Nel caso venisse eletto, quali sarebbero quindi le priorità?
«Abbiamo dei progetti, ma per prima cosa dovremo verificare le disponibilità delle casse comunali. Sembra banale dirlo, ma la prima cosa che sicuramente va affrontata sarà quella di dare risposte ai problemi di tutti i giorni, come le manutenzioni. Quello che oggi i cittadini vivono di più, e che vedono trascurati, sono proprio le strade, i marciapiedi, i giardini. Ci sono situazioni di degrado che la gente vive. Non si possono fare le grandi opere se non si parte dalle piccole cose. Altra priorità è non far mancare il sostegno alle persone in difficoltà. Se c’è da scegliere se sistemare una strada e dare da mangiare a chi è in crisi, sceglieremo sicuramente la seconda».
 
Lei ha steso un documento con gli otto grandi sogni per la città. Cosa unisce queste idee? Quale la più importante?

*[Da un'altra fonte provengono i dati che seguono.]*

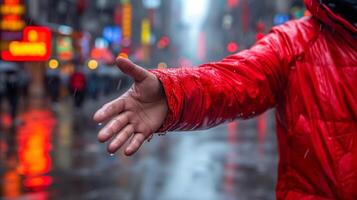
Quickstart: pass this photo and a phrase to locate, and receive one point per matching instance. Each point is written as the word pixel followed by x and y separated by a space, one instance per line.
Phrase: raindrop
pixel 306 153
pixel 119 84
pixel 150 138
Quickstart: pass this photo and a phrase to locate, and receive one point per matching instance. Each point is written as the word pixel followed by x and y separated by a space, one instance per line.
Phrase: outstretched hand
pixel 135 115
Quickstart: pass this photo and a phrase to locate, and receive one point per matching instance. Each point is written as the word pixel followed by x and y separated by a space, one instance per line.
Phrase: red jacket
pixel 307 70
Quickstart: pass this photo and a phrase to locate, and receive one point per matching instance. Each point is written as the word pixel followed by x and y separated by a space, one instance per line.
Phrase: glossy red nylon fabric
pixel 307 70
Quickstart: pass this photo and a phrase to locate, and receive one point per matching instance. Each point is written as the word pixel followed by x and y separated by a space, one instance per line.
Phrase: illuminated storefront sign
pixel 145 32
pixel 126 21
pixel 64 48
pixel 12 12
pixel 35 46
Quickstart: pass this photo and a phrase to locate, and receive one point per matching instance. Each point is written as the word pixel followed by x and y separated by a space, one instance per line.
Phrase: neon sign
pixel 12 11
pixel 35 46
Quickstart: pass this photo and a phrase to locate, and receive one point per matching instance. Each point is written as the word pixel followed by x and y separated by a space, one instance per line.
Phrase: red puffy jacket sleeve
pixel 239 86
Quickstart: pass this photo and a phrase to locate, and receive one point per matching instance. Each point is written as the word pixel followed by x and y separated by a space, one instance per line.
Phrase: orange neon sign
pixel 35 46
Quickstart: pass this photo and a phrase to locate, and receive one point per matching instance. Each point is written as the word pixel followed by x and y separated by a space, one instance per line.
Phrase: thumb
pixel 131 69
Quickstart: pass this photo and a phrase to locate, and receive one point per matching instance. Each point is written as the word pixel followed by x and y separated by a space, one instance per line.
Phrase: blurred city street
pixel 55 155
pixel 57 68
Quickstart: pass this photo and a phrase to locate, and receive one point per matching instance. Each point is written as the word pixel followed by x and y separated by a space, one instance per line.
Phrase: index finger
pixel 109 110
pixel 131 69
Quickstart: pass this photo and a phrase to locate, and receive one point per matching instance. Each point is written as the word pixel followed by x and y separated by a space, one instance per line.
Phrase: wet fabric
pixel 307 70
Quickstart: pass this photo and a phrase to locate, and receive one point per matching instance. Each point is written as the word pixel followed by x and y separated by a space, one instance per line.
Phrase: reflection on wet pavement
pixel 55 155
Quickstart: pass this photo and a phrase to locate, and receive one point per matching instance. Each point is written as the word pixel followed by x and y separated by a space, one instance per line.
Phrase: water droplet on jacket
pixel 150 138
pixel 119 84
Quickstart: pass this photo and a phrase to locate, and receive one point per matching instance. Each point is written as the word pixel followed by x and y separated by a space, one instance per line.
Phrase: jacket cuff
pixel 168 85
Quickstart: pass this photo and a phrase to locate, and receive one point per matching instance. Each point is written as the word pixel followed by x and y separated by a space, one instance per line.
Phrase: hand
pixel 135 115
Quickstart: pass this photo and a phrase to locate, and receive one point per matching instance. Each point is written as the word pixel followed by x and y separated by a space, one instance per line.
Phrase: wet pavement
pixel 55 155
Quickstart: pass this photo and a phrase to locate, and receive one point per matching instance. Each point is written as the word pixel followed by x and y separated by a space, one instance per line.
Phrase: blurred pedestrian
pixel 24 84
pixel 93 85
pixel 78 87
pixel 305 68
pixel 53 84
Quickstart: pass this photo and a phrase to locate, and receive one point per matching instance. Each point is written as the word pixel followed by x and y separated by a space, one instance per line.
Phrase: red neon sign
pixel 35 46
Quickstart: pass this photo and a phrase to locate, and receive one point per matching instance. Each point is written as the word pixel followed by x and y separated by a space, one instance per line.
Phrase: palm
pixel 137 114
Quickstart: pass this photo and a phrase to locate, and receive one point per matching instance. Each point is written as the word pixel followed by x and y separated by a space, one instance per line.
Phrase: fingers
pixel 131 69
pixel 135 143
pixel 113 127
pixel 120 138
pixel 109 110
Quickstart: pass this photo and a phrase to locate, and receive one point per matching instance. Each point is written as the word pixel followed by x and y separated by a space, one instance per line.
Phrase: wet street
pixel 55 155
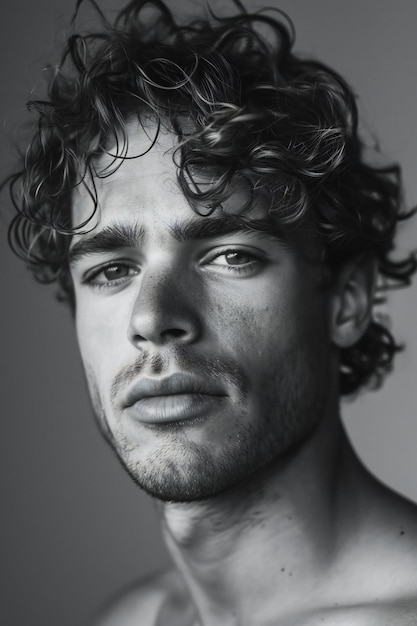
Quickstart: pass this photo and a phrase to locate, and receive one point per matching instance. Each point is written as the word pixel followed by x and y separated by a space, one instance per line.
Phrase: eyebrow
pixel 118 236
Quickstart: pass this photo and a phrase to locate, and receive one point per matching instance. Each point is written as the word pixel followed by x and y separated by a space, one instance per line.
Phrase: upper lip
pixel 178 383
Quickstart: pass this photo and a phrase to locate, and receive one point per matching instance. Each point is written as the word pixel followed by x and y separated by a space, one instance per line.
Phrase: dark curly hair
pixel 245 108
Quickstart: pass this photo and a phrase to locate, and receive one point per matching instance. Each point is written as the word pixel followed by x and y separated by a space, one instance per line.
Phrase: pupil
pixel 235 258
pixel 115 271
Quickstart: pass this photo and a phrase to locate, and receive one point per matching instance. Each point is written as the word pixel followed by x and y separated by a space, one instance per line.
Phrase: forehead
pixel 144 176
pixel 141 188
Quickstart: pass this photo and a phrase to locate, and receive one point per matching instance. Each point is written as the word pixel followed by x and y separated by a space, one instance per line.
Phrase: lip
pixel 175 398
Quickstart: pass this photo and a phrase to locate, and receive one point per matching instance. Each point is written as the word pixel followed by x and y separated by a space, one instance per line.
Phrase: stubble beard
pixel 181 470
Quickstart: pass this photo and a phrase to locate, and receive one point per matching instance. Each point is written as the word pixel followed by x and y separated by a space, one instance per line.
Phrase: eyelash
pixel 245 268
pixel 91 281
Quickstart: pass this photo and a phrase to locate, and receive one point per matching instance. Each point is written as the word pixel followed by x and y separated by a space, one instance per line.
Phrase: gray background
pixel 73 527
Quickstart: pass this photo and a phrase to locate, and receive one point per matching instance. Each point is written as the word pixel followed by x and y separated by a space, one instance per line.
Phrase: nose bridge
pixel 163 309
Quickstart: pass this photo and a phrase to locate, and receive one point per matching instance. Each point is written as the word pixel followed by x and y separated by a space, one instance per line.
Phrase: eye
pixel 233 257
pixel 111 275
pixel 236 261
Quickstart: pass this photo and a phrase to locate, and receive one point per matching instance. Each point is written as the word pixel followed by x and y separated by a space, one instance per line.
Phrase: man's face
pixel 206 348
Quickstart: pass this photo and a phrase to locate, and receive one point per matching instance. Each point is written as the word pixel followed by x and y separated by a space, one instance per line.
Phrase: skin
pixel 269 516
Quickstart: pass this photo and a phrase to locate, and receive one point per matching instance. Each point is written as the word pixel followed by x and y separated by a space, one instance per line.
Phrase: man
pixel 200 196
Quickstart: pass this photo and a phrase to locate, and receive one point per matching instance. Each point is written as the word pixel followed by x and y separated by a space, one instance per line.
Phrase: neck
pixel 273 536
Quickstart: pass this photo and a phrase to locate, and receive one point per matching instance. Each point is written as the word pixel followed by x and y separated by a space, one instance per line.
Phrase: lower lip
pixel 173 408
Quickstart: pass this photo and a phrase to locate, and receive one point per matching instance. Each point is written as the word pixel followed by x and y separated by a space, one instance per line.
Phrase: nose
pixel 164 311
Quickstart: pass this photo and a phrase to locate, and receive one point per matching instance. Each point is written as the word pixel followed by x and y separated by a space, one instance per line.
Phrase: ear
pixel 352 300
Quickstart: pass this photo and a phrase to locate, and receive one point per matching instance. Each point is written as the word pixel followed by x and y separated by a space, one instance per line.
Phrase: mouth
pixel 174 399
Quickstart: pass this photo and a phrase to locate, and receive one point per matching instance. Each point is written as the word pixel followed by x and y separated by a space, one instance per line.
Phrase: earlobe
pixel 352 300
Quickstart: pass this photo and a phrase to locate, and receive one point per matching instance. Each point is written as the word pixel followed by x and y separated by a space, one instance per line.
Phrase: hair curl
pixel 243 107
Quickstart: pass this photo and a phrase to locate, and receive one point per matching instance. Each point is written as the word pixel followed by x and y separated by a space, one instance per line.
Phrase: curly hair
pixel 244 107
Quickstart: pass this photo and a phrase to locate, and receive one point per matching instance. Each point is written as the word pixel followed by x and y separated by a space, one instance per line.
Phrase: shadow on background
pixel 74 529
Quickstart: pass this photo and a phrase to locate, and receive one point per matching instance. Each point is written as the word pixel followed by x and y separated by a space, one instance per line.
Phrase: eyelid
pixel 91 274
pixel 219 250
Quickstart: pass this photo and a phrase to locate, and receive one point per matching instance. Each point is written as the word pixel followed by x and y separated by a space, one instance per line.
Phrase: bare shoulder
pixel 400 613
pixel 145 602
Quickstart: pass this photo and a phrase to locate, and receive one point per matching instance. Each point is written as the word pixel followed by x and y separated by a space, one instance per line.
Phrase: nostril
pixel 174 332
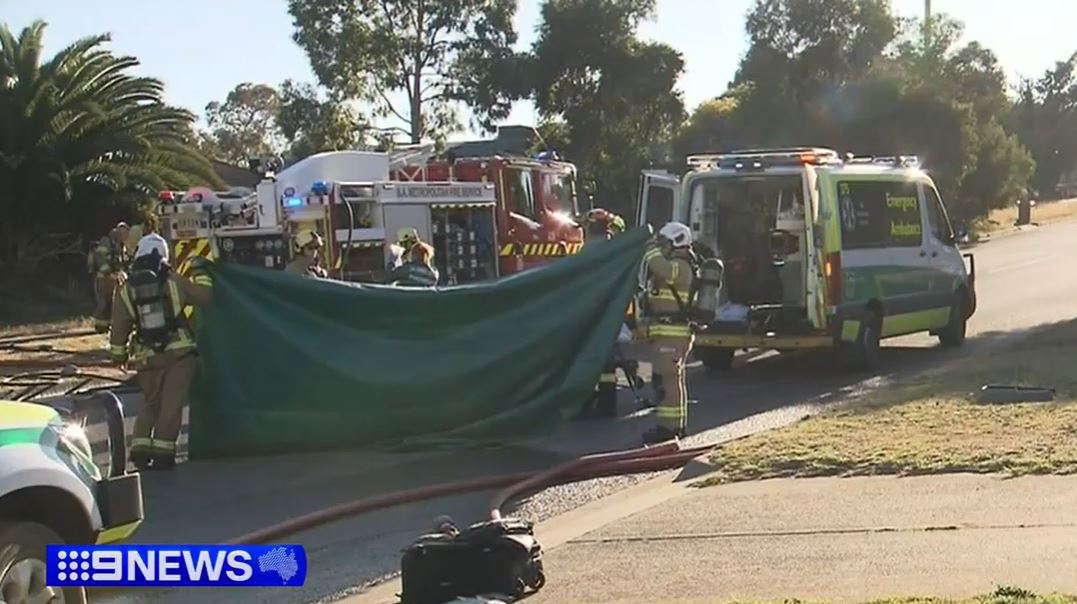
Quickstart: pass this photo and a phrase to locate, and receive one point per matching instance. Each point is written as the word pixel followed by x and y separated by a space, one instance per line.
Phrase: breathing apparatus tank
pixel 153 312
pixel 705 306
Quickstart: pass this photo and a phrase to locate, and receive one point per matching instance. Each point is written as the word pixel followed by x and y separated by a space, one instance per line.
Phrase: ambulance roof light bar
pixel 758 158
pixel 894 160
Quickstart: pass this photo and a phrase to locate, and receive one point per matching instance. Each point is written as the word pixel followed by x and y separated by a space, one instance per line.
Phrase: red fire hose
pixel 648 459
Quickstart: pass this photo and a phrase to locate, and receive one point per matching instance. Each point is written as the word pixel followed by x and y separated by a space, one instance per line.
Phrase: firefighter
pixel 418 270
pixel 406 238
pixel 602 225
pixel 151 334
pixel 107 264
pixel 307 246
pixel 670 268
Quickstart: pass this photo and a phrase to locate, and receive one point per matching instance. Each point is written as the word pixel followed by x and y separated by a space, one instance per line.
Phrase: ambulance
pixel 819 250
pixel 53 493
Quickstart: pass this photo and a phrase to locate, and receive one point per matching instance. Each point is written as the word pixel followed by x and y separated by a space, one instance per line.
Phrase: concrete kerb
pixel 562 529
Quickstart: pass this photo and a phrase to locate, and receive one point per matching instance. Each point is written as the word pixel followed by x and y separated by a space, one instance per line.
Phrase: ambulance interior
pixel 755 224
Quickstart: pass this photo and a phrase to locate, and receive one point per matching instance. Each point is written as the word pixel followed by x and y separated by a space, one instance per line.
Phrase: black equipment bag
pixel 498 558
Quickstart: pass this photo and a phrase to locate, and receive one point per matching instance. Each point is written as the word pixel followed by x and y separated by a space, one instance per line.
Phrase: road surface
pixel 1023 280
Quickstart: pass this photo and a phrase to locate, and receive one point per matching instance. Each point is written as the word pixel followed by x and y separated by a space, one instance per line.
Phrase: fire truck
pixel 535 201
pixel 255 227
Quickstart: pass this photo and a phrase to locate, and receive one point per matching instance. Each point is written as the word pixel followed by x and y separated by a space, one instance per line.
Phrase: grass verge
pixel 932 424
pixel 1004 594
pixel 1002 220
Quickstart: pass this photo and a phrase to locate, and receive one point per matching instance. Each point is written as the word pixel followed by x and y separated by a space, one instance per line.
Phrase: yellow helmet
pixel 305 238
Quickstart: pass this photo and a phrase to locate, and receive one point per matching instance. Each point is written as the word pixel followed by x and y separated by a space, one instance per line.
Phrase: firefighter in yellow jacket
pixel 602 225
pixel 670 270
pixel 151 334
pixel 107 264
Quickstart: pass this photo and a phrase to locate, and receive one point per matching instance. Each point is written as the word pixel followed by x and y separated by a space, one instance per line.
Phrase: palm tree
pixel 80 128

«Sono sogni che si sono tramutati in progetti. Sono stati stesi in base ai bisogni raccolti con i cittadini. Come ad esempio la realizzazione del parco tematico “Città dei bambini”, all’interno dell’area Isotta Fraschini. È un modo per far vivere il parco, inserendo dei percorsi didattici, di apprendimento, con diversi momenti di attrazione che i piccoli vivono diversamente, a seconda della attitudini sensoriali. Un parco vicino alla stazione e al centro storico. Quest’ultimo è un altro grande sogno: farlo diventare un “centro commerciale naturale” dove le famiglie possano passare il tempo senza doversi chiudere in una struttura anonima. Sono solo due degli otto sogni, oltre a Palazzo Visconti, alla cittadella dello sport, alla città dei giardini e della bicicletta, alla casa delle associazioni. Sono progetti tangibili che abbiamo chiamato “sogni”, ma che possono diventare realtà».